Adding More Participating Models
Figure 4a. Adding more participating model types (K=2 to 5). The blue line shows mean accuracy of SLM-MUX with optimal model selections. The grey line shows union accuracy (percentage of questions solvable by at least one model). MATH continues improving with more models, while GPQA and GSM8K peak early or decline, despite consistently increasing union accuracy across all benchmarks.

Drawing More Samples per Model

We examine the second scaling dimension by varying the number of samples drawn from each model (from 2 to 9 samples) while keeping the model set fixed. We compare SLM-MUX against Agent Forest, a competitive baseline method, using identical model configurations to ensure fair comparison.
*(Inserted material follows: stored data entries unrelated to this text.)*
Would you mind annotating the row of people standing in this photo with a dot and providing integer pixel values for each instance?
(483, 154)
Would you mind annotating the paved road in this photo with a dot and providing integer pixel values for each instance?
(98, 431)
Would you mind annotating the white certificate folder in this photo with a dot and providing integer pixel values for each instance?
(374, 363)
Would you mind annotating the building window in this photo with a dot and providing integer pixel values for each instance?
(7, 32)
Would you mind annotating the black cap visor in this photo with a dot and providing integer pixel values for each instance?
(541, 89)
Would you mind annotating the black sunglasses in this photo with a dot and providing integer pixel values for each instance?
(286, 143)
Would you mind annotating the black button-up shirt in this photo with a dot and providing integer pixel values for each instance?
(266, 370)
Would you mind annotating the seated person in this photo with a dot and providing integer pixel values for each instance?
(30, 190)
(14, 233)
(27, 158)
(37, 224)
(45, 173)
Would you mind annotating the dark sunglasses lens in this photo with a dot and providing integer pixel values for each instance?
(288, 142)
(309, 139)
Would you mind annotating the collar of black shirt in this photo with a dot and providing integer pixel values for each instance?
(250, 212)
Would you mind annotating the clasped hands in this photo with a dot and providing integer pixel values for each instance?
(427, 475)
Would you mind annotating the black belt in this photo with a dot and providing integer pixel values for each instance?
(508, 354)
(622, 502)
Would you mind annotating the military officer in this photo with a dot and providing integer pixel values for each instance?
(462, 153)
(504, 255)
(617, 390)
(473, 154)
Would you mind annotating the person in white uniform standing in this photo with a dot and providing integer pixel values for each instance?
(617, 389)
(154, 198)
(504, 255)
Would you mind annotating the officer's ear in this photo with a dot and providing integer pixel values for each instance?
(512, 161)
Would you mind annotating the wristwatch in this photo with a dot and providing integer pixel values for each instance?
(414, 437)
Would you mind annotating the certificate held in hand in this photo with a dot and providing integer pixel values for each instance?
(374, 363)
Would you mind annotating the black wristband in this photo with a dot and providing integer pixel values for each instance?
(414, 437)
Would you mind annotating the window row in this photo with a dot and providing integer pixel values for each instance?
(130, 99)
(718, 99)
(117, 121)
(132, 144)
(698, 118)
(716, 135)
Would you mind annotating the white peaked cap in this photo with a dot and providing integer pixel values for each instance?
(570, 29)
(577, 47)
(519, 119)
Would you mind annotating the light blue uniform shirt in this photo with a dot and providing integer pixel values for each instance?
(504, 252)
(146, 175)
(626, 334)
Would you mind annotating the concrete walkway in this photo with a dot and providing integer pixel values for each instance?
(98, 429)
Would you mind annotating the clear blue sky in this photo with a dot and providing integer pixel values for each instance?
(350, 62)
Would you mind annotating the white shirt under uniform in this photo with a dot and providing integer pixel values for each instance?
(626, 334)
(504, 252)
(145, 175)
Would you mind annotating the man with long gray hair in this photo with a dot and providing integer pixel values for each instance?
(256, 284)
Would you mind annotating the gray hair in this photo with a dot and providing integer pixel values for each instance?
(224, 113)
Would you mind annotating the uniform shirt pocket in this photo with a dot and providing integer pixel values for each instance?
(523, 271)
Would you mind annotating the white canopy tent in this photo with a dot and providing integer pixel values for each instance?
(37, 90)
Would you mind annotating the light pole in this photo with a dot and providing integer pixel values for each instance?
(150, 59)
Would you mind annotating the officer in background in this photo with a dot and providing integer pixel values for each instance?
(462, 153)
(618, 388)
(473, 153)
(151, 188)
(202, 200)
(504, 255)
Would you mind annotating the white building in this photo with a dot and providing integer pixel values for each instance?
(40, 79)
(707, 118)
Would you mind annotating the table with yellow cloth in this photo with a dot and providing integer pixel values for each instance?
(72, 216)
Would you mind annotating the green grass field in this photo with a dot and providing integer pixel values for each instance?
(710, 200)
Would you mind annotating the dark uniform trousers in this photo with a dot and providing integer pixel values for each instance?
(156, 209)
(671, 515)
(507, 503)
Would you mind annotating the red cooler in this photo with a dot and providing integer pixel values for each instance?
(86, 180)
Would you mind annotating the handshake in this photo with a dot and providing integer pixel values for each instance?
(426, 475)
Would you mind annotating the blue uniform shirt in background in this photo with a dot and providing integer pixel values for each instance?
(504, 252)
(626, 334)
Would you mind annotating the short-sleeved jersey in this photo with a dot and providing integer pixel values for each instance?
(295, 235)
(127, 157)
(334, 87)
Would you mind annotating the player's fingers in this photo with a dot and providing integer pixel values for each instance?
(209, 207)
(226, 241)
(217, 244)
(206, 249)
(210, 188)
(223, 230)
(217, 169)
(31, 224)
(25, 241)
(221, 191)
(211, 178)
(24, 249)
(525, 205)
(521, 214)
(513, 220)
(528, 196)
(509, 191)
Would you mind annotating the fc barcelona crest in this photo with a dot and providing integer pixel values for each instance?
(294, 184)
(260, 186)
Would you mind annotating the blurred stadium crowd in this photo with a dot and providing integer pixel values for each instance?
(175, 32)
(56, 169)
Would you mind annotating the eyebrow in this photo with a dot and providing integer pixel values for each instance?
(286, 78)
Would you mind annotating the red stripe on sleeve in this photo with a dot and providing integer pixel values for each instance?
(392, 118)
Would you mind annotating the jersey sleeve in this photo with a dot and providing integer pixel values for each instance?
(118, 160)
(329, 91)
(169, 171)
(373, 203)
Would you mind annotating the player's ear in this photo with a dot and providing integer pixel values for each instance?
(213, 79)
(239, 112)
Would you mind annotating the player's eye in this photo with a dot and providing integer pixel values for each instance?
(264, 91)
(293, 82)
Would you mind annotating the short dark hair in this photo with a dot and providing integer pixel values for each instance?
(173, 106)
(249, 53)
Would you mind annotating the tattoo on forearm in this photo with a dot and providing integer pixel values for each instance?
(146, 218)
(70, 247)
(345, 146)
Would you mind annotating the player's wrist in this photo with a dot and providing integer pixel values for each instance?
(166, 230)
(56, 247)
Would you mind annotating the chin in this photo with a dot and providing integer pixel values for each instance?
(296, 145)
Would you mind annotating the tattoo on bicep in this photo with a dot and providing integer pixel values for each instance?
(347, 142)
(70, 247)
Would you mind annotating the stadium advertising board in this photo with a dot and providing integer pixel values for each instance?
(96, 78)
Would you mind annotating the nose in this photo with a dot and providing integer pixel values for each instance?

Results. Drawing more samples per model yields consistent improvements across all three benchmarks (Figure 4b). Unlike the model-count scaling dimension, this strategy shows no signs of diminishing returns within the tested range. Moreover, SLM-MUX systematically outperforms Agent Forest across all sample budgets, with the largest margin observed on GPQA (+5.9% at 2 samples), where individual model accuracy is lowest. At higher sample counts, SLM-MUX maintains its advantage (+1.2% on GPQA, +2.2% on GSM8K, +0.3% on MATH when using the best sample count for each method).

Analysis. Increasing samples per model provides more reliable confidence estimates, allowing SLM-MUX to make better output selections. This explains the consistent gains across benchmarks. The larger improvements on GPQA suggest that sample scaling is particularly valuable when base model performance is weaker, as additional samples help distinguish between truly confident correct answers and overconfident incorrect ones. This scaling dimension offers a more predictable path to accuracy improvements compared to adding more model types.

Drawing More Samples per Model
Figure 4b. Drawing more samples per model. We report mean accuracy as the number of samples per model increases from 2 to 9. SLM-MUX (colored lines for Group 1 and Group 2) systematically outperforms Agent Forest (grey line) across all sample budgets on MATH, GPQA, and GSM8K. The largest gains appear on GPQA where base model accuracy is lowest, demonstrating that sample scaling is particularly valuable for harder tasks.